Racial composition as of the 2020 census
| Race | Number | Percent |
|---|---|---|
| White | 2,544 | 89.5% |
| Black or African American | 114 | 4.0% |
| American Indian and Alaska Native | 6 | 0.2% |
| Asian | 17 | 0.6% |
| Native Hawaiian and Other Pacific Islander | 7 | 0.2% |
| Some other race | 41 | 1.4% |
| Two or more races | 112 | 3.9% |
| Hispanic or Latino (of any race) | 76 | 2.7% |

===2000 census===
As of the census of 2000, there were 2,869 people, 1,237 households, and 755 families residing in the city. The population density was 3,746.8 PD/sqmi. There were 1,288 housing units at an average density of 1,682.1 /sqmi. The racial makeup of the city was 96.72% White, 1.60% African American, 0.10% Native American, 0.28% Asian, 0.59% from other races, and 0.70% from two or more races. 1.15% of the population were Hispanic or Latino of any race.

There were 1,237 households, out of which 27.4% had children under the age of 18 living with them, 49.9% were married couples living together, 8.0% had a female householder with no husband present, and 38.9% were non-families. 31.9% of all households were made up of individuals, and 12.2% had someone living alone who was 65 years of age or older.

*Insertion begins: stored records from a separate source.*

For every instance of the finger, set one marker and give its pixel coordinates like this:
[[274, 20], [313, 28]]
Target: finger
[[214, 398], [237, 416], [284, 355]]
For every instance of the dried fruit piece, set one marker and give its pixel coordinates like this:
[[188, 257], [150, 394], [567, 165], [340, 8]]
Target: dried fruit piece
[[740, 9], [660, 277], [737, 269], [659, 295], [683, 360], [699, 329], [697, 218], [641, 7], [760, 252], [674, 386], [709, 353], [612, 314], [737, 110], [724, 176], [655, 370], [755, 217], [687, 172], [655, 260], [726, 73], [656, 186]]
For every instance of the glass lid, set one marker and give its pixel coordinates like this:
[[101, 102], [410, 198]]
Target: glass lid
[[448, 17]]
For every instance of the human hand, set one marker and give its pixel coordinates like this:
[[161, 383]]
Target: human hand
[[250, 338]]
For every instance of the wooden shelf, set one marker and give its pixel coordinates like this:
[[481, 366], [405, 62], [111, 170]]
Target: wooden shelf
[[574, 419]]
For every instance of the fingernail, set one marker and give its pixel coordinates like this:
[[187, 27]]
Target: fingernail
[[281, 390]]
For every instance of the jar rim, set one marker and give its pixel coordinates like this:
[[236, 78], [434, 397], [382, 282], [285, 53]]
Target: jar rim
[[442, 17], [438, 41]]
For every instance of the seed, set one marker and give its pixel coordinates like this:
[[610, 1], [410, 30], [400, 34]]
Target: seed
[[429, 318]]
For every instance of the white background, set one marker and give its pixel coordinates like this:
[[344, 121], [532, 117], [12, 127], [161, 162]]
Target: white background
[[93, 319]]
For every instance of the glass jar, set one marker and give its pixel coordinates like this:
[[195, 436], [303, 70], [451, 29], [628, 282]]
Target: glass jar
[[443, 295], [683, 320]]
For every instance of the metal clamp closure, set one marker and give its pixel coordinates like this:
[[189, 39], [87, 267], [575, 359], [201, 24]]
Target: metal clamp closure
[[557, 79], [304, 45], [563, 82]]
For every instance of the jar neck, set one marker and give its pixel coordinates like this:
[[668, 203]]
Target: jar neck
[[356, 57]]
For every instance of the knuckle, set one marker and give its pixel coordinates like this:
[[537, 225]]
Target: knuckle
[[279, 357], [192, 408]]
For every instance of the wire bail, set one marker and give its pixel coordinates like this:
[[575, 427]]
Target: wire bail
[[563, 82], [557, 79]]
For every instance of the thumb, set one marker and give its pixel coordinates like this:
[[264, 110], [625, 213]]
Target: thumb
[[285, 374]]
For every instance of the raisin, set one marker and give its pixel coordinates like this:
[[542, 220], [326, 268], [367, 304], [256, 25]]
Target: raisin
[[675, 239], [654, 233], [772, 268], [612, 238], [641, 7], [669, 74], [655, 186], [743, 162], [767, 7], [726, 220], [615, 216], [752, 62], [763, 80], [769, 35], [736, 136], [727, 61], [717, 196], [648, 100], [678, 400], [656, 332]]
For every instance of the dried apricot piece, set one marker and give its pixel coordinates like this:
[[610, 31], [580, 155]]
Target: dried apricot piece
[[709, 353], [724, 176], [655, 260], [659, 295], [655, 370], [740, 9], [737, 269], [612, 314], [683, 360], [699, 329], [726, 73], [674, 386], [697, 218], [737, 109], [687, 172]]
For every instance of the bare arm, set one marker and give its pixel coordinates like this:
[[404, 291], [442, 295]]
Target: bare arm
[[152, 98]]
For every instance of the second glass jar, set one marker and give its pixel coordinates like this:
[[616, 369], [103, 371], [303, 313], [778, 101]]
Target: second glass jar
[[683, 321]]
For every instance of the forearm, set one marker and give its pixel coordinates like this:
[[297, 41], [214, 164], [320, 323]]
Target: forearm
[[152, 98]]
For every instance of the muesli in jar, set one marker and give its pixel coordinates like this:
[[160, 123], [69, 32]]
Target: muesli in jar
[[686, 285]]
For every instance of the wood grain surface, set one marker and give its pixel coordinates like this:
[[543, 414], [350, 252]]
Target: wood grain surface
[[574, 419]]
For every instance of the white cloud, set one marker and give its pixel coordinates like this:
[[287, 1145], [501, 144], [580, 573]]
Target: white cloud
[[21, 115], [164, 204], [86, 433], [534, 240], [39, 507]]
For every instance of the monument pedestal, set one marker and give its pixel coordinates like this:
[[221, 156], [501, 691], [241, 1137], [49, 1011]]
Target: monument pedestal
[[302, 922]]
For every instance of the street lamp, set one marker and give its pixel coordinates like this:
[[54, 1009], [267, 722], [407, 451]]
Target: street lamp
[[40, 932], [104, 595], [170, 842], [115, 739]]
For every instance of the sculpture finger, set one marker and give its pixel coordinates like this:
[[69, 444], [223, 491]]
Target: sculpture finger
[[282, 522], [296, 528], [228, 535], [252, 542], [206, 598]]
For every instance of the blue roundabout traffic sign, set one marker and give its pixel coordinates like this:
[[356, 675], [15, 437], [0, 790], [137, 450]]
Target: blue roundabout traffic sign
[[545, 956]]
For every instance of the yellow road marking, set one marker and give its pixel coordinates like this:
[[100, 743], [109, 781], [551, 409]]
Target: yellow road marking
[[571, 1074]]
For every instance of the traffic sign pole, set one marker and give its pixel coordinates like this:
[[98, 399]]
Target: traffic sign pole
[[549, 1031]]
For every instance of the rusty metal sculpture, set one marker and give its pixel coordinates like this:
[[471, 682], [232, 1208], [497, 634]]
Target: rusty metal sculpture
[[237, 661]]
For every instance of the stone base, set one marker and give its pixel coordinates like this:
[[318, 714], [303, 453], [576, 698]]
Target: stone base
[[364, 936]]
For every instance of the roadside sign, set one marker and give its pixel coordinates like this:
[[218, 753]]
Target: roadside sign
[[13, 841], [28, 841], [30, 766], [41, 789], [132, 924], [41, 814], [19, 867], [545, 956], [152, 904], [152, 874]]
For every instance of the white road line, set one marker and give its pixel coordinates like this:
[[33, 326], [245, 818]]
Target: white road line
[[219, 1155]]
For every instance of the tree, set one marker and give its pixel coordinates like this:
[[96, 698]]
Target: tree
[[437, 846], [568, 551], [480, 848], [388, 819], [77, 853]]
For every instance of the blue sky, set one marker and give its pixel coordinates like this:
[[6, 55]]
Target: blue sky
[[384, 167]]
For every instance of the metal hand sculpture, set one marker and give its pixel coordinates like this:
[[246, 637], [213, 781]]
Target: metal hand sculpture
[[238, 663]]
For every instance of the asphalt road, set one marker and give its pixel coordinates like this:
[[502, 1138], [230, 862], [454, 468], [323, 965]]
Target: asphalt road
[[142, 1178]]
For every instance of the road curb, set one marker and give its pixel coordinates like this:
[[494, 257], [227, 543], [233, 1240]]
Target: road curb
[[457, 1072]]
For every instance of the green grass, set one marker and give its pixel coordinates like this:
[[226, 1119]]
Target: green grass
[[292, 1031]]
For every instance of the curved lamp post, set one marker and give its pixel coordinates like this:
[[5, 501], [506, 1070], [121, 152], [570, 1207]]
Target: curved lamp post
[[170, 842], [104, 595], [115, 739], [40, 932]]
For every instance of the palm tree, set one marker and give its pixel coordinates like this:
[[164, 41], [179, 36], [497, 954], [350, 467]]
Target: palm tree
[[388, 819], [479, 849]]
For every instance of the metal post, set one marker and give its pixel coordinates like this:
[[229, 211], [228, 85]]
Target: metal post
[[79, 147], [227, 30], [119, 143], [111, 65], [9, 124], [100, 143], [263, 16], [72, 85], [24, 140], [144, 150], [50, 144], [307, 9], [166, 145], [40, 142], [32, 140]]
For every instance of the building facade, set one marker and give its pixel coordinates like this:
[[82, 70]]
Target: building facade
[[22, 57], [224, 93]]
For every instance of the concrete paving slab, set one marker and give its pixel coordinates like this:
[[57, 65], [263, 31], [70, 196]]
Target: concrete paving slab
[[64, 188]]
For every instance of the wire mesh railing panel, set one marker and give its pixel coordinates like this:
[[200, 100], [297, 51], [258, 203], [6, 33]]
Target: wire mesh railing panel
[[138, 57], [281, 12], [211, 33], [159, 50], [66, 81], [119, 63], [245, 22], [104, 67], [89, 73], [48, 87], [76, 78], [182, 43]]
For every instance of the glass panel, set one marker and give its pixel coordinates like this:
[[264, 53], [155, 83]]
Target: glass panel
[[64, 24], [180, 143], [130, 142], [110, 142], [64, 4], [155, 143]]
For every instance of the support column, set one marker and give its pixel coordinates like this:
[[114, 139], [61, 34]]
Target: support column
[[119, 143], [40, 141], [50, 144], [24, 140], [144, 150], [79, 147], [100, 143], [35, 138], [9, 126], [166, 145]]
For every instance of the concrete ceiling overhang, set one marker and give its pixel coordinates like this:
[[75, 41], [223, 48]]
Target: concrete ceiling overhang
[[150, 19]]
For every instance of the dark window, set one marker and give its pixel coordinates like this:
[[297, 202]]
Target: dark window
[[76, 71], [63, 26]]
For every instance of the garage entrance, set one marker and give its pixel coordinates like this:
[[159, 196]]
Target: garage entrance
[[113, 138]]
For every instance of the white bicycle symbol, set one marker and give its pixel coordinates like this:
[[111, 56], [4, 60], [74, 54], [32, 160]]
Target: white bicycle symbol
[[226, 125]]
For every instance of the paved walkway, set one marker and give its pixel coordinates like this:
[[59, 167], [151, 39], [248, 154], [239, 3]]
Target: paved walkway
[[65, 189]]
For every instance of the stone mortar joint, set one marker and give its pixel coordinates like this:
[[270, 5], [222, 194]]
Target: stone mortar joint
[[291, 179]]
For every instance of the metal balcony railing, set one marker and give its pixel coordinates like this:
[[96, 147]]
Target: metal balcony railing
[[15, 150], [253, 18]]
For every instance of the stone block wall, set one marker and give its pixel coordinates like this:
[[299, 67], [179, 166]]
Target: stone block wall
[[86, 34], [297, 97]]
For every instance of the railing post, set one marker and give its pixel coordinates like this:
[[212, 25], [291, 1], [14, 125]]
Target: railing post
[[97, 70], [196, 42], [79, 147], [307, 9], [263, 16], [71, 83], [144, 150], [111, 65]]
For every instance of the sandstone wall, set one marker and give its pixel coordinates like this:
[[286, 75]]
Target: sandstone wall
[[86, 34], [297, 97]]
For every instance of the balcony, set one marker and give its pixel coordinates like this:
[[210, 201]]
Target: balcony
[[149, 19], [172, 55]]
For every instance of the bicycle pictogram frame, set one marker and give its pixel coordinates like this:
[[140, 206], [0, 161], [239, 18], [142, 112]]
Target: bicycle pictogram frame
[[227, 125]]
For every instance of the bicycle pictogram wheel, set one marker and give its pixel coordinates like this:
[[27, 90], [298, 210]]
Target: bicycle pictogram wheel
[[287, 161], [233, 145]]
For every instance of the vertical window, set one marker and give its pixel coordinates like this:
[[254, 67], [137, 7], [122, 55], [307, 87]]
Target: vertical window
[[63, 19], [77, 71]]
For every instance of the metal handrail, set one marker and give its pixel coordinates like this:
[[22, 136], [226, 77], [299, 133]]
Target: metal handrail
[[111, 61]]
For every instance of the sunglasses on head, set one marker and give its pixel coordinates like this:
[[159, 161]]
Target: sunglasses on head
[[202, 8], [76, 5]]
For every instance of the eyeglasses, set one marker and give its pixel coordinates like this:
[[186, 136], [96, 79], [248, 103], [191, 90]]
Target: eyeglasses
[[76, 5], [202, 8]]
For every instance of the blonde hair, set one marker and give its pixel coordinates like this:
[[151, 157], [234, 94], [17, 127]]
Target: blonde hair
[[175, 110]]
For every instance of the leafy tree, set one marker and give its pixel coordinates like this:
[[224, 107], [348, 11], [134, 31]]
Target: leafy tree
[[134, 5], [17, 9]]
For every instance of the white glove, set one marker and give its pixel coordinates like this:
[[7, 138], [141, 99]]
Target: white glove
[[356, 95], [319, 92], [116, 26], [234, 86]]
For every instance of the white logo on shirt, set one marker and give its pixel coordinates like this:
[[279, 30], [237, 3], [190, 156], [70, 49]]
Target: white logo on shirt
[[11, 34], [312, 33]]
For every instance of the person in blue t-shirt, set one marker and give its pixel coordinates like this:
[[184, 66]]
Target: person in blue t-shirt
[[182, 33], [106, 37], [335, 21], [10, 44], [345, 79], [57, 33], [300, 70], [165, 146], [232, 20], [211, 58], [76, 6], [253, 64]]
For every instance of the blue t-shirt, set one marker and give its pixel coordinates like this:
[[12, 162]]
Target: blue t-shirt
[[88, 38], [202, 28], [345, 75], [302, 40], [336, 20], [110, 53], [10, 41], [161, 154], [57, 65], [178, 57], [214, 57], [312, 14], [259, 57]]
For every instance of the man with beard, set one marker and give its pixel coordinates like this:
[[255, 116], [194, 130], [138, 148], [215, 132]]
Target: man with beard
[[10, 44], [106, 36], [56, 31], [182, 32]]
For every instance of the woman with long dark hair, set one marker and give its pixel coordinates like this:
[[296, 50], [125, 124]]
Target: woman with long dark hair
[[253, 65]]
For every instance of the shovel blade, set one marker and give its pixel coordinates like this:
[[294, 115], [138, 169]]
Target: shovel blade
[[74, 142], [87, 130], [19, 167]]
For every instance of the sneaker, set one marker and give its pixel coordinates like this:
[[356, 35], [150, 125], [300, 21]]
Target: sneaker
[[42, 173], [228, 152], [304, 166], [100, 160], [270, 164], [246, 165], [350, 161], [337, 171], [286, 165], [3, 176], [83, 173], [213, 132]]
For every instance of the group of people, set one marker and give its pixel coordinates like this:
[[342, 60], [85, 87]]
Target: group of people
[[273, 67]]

The average household size was 2.30 and the average family size was 2.95.

In the city, the population was spread out, with 23.0% under the age of 18, 10.8% from 18 to 24, 27.6% from 25 to 44, 23.4% from 45 to 64, and 15.2% who were 65 years of age or older. The median age was 37 years. For every 100 females, there were 91.0 males. For every 100 females age 18 and over, there were 85.6 males.

The median income for a household in the city was $50,781, and the median income for a family was $70,000. Males had a median income of $50,171 versus $30,329 for females. The per capita income for the city was $29,711. About 0.5% of families and 1.2% of the population were below the poverty line, including 0.1% of those under the age of 18 and 4.2% of those 65 and older.
==Education==
Most of Lakeside Park is in the Kenton County School District. A portion of land to the east is in the Beechwood Independent School District. Beechwood ISD portions are zoned to Beechwood High School, the sole comprehensive high school of the district.